Larry Summers is gone now. His two years of duty as the head of the National Economic Council are over. He will return to Harvard, where he was once kicked out as President, to become a professor. He will certainly make millions of dollars a year as a consultant to foreign governments, corporations, and financial institutions. Summers is 56-years-old and looks older. Now is the time to save for his retirement.
The speculation is that the Administration will replace Summers with a person more sympathetic to large business, a group that President Obama has alienated. Perhaps he will pick Jeff Immelt, the head of GE (NYSE: GE), or Ivan Seidenberg, the head of Verizon (NYSE: VZ), which just appointed the man likely to be his successor.
The next man to leave the financial arm of the executive branch will be Treasury Secretary Tim Geithner.

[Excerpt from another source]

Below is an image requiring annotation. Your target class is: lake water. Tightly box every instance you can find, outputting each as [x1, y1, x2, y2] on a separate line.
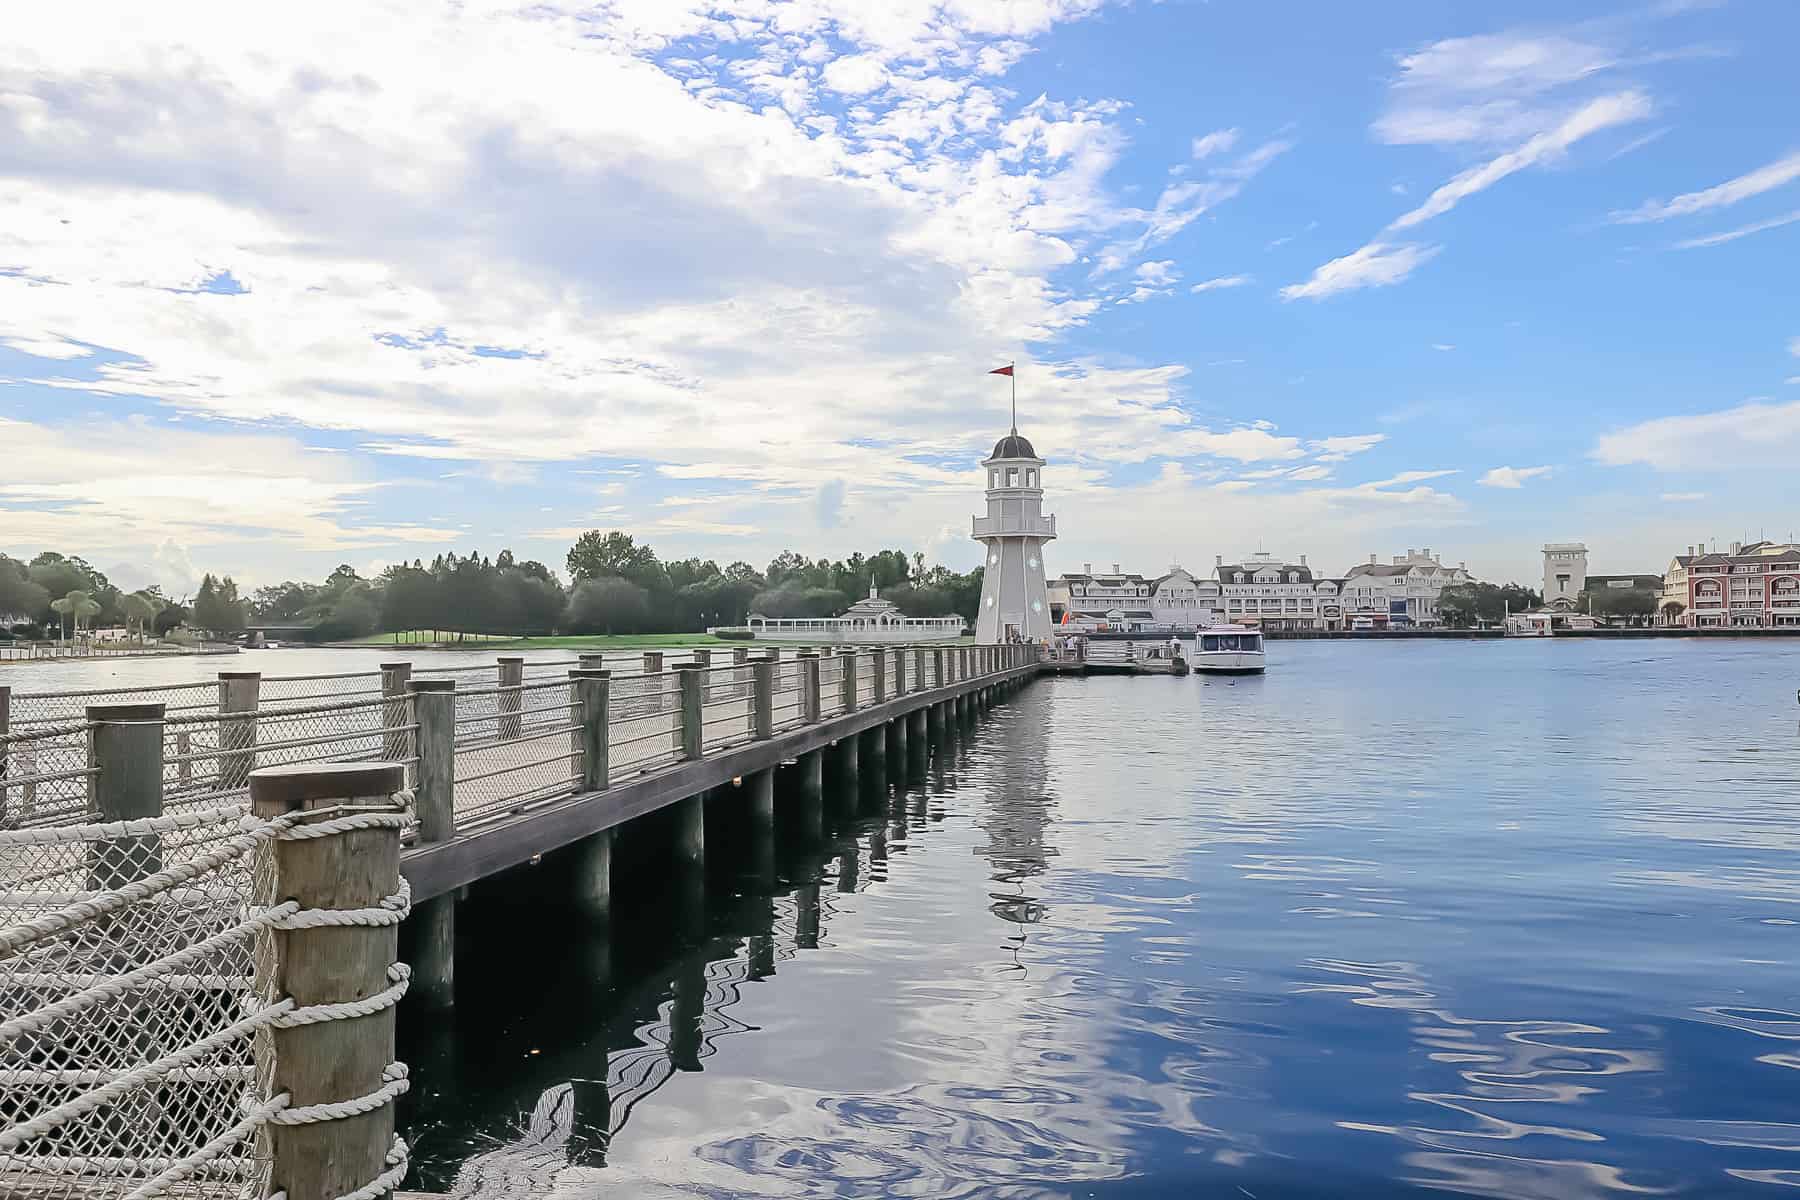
[377, 639, 1800, 1199]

There has been speculation for months that he would be asked to leave. The Administration’s unsuccessful attempts to improve unemployment, housing, and economic growth can be blamed on him, although he has been as powerless as anyone else to improve the American economy. But someone needs to be blamed, particularly in the world of politics in which a sitting President will see his party likely lose control over the House of Representatives and perhaps the Senate. Geithner would be a sacrifice to improve relationships with his opponents, particularly if Obama placed a Republican in the job.
A large number of Treasury Secretaries or other senior presidential advisers have come from Goldman Sachs Group (NYSE: GS). But, its current CEO Lloyd Blankfein is associated with Wall Street’s high compensation problems and shifty business practices. The hero of the banking industry, at least for now, is Jamie Dimon, the head of JPMorgan Chase (NYSE: JPM), who is credited with effectively leading his firm through the financial crisis. And then there is John Mack who has stepped down as CEO of Morgan Stanley (NYSE: MS). Mack has held almost every senior job in the investment banking industry and does not have as much to do with his time as when he was a chief executive.
The perception among people who care about whom the Treasury Secretary is has become that anyone is better than Geithner. His failures are as much the fault of the times as they are any decisions he has made. But, he will be gone and gone soon. The only mystery about the matter is who will replace him.